Read the State of the Tau 2023 update  | 

A Tau-stimonial


Hiya, Dr. Hartl.

I’ve been a fan of The Tau Manifesto for quite a while, I ordered the Tau Day t-shirt, etc. And today I come to you with a $\tau$ success story. I hope it warms the cockles of your heart as it did mine.

I’m an undergraduate student, and I spent the just-recent spring break with my family. During my stay, my 15-year-old sister begged me for help on an upcoming trigonometry test, which was based primarily on converting between degrees and radians and finding sines and cosines of all manner of wacky angles. She gave me a bundle of homeworks (all with fairly depressing scores) that showed the material covered.

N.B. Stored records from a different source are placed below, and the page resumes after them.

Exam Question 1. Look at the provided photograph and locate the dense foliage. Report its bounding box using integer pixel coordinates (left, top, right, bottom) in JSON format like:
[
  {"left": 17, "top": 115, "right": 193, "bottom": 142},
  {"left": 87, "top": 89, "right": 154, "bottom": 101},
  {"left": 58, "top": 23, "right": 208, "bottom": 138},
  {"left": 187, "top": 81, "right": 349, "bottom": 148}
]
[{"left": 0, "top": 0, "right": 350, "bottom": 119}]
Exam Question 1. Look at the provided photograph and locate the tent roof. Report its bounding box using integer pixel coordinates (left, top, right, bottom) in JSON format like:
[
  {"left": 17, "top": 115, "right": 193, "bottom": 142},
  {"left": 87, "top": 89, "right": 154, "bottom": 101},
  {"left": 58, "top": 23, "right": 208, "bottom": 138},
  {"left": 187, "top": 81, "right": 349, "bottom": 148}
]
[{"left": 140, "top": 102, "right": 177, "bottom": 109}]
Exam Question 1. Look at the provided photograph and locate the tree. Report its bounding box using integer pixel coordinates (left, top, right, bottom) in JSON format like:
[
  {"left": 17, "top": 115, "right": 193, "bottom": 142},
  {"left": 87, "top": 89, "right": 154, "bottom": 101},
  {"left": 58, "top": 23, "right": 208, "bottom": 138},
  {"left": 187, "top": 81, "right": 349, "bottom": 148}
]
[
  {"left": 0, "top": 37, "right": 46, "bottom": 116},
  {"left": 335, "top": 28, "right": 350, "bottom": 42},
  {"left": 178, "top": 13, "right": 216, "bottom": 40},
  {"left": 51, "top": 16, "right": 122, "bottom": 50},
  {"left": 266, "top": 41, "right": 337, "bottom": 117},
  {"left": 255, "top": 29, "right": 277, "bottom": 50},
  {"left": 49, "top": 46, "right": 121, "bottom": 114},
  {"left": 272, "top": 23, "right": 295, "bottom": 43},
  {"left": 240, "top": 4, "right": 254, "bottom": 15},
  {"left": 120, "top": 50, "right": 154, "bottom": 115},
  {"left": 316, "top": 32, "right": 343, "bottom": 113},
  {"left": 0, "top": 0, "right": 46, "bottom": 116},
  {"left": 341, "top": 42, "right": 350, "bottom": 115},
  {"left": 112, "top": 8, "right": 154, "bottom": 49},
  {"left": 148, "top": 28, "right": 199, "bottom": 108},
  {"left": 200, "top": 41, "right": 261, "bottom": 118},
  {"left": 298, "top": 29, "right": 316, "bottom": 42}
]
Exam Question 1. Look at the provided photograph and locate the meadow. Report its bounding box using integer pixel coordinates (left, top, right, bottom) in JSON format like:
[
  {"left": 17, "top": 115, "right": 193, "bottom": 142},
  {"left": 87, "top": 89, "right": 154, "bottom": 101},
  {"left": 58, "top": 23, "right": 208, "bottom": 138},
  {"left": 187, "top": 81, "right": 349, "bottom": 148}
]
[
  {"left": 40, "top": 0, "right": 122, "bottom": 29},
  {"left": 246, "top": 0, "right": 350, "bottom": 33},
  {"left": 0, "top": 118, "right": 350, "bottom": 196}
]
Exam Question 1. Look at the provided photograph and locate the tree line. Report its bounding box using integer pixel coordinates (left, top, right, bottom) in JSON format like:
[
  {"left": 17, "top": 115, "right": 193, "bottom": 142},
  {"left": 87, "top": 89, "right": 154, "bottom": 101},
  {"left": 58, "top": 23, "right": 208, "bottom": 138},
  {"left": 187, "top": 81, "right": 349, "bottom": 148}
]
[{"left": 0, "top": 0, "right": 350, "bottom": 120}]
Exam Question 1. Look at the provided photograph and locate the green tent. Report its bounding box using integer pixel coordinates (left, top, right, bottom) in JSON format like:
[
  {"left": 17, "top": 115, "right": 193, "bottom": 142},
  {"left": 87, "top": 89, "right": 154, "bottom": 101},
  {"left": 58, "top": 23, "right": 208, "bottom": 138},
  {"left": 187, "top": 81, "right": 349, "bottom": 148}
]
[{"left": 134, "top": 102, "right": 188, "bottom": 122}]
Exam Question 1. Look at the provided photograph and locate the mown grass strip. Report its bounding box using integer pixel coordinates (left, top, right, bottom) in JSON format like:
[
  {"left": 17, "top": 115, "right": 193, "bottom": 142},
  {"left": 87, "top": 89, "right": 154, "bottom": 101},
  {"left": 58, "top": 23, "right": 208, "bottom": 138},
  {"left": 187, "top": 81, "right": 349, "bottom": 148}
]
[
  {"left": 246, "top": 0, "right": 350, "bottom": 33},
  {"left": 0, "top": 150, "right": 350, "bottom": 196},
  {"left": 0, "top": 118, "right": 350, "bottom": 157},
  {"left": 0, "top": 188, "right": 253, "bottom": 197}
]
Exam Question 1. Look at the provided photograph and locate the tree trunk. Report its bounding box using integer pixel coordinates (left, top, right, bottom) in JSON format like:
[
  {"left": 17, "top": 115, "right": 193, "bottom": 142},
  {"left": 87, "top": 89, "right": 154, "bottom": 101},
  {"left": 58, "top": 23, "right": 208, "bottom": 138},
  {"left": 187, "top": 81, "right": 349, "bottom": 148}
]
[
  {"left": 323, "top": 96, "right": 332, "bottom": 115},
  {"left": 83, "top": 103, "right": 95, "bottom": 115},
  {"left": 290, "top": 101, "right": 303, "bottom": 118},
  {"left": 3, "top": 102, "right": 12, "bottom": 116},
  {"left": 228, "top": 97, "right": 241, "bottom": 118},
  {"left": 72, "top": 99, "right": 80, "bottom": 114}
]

I started off trying to reinforce some of the concepts she seemed to be confused about, but she said I mostly ended up echoing her teacher and that she still just “wasn’t getting it.” So I said to myself, “screw this, I’m going to do this the Correct Way,” and I started teaching her all of the same material from scratch, but using $\tau$ instead of $\pi$. Just as I was drawing the fractional segments of a circle labeled with $\tau$, $\tau/2$, $\tau/3$, etc., her eyes lit up—she grokked it. And when I drew the first right triangle to talk about sines and cosines, she took the pencil from me and finished explaining the material herself. And then she went back and annihilated all the old homework problems she missed.

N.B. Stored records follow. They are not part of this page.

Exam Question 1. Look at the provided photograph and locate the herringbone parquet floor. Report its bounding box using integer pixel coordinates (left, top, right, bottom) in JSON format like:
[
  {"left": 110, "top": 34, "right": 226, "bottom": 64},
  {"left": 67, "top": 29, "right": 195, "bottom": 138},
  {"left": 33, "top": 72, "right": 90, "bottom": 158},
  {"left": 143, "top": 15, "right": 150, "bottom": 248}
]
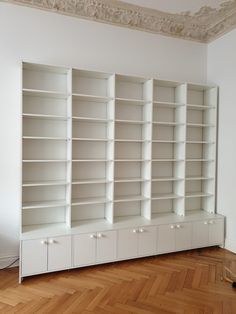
[{"left": 0, "top": 248, "right": 236, "bottom": 314}]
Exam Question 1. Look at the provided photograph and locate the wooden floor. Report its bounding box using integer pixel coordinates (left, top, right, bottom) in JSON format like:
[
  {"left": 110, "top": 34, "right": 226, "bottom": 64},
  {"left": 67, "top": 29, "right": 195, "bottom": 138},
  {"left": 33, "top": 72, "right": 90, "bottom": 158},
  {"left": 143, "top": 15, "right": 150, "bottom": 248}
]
[{"left": 0, "top": 248, "right": 236, "bottom": 314}]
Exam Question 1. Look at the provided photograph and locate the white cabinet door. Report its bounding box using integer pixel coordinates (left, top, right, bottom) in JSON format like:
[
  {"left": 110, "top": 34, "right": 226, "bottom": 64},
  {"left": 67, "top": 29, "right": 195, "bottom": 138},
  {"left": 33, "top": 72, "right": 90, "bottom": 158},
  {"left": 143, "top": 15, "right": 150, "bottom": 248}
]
[
  {"left": 157, "top": 225, "right": 175, "bottom": 253},
  {"left": 208, "top": 219, "right": 224, "bottom": 245},
  {"left": 97, "top": 231, "right": 117, "bottom": 262},
  {"left": 138, "top": 227, "right": 157, "bottom": 256},
  {"left": 73, "top": 233, "right": 97, "bottom": 266},
  {"left": 48, "top": 236, "right": 71, "bottom": 270},
  {"left": 175, "top": 223, "right": 192, "bottom": 251},
  {"left": 117, "top": 229, "right": 138, "bottom": 259},
  {"left": 192, "top": 220, "right": 209, "bottom": 248},
  {"left": 21, "top": 239, "right": 47, "bottom": 276}
]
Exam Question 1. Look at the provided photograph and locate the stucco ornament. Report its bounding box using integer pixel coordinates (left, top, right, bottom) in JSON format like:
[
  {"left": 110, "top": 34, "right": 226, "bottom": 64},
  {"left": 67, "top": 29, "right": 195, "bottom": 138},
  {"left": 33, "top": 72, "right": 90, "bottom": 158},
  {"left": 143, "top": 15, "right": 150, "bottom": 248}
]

Her strategy for the test was to do every problem with the $\tau$-circle, and then to sweep over it at the end and convert every $\tau$ to $2\pi$. She was the first one in her class to finish the test, with a 100%.

So I (and my little sister) thank you, Dr. Hartl, for campaigning as avidly as you have for $\tau$. It has enriched our lives and brought us much joy, and will probably stop the End of Days. Keep up the good fight; I intend to as well, where I can.